Single-Read Sequencing vs. Paired-End Sequencing
Single-read sequencing involves sequencing DNA from only one end, and is the simplest way to utilize Illumina sequencing. Paired-end sequencing allows users to sequence both ends of a fragment and generate high-quality, alignable sequence data. Paired-end sequencing facilitates detection of genomic rearrangements such as gene insertions, deletions, or inversions and repetitive sequence elements, as well as gene fusions and novel transcripts. Since paired-end reads are more likely to align to a reference, the quality of the entire data set improves.
Sequencing Depth (Coverage)
The depth of coverage is a measure of the number of reads that a specific genomic site is sequenced. Most users determine the necessary NGS coverage level based on the application, as well as on other factors such as size of reference genome, gene expression level, published literature, and best practices defined by the scientific community.
- For detecting human genome mutations, SNPs, and rearrangements, publications often recommend from 10× to 30× depth of coverage, depending on the application and statistical model.
- For RNA sequencing, researchers usually think in terms of numbers of millions of reads to be sampled. Detecting rarely expressed genes often requires an increase in the depth of coverage.
- For ChIP-Seq (chromatin immunoprecipitation sequencing), publications often recommend coverage of around 100x.
When to Sequence More?
In Illumina sequencing experiments, it is very easy to increase the coverage or sequence depth, if you later decide you need more data. You can just sequence more, and combine the sequencing output from different flow cells. There are a number of reasons to sequence more than the originally estimated coverage, these include:
- The effects you see are not statistically significant. Sequencing more reads will generally increase the power of your assay.

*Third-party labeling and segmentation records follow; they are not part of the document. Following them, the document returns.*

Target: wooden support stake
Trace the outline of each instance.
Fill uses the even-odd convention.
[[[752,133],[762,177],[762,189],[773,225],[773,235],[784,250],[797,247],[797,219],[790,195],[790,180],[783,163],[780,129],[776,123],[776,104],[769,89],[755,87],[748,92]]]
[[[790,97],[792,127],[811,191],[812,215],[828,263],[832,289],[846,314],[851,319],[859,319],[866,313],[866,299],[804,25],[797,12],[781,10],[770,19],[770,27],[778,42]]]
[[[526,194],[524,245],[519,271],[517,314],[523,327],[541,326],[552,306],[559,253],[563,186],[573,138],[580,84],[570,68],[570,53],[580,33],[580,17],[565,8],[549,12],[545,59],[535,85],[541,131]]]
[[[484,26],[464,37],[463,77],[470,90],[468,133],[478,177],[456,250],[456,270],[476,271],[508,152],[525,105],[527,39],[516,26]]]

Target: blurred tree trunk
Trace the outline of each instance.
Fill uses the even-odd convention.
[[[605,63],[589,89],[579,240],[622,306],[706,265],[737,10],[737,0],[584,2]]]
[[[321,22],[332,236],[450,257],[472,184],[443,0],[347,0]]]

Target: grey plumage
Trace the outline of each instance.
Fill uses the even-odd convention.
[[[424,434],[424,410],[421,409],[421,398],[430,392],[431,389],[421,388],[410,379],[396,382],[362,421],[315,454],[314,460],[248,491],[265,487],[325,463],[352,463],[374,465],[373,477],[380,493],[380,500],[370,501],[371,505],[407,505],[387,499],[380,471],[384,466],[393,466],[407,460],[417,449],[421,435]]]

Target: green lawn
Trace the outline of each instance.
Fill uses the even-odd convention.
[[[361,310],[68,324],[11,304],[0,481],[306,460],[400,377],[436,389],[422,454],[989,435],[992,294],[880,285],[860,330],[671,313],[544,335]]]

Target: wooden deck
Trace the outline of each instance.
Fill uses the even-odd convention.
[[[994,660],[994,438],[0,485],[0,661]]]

- You are investigating events that are very rare. For example, you may want to look at transcripts that are expressed at a very low level in RNA Sequencing, or look at very low binding activities in ChIP Sequencing.
- Certain journals or fields may require a higher level of coverage for your particular application.
- Certain genomes may need more sequencing. For example, certain regions may be hard to sequence requiring more coverage, or the genome may be polyploid.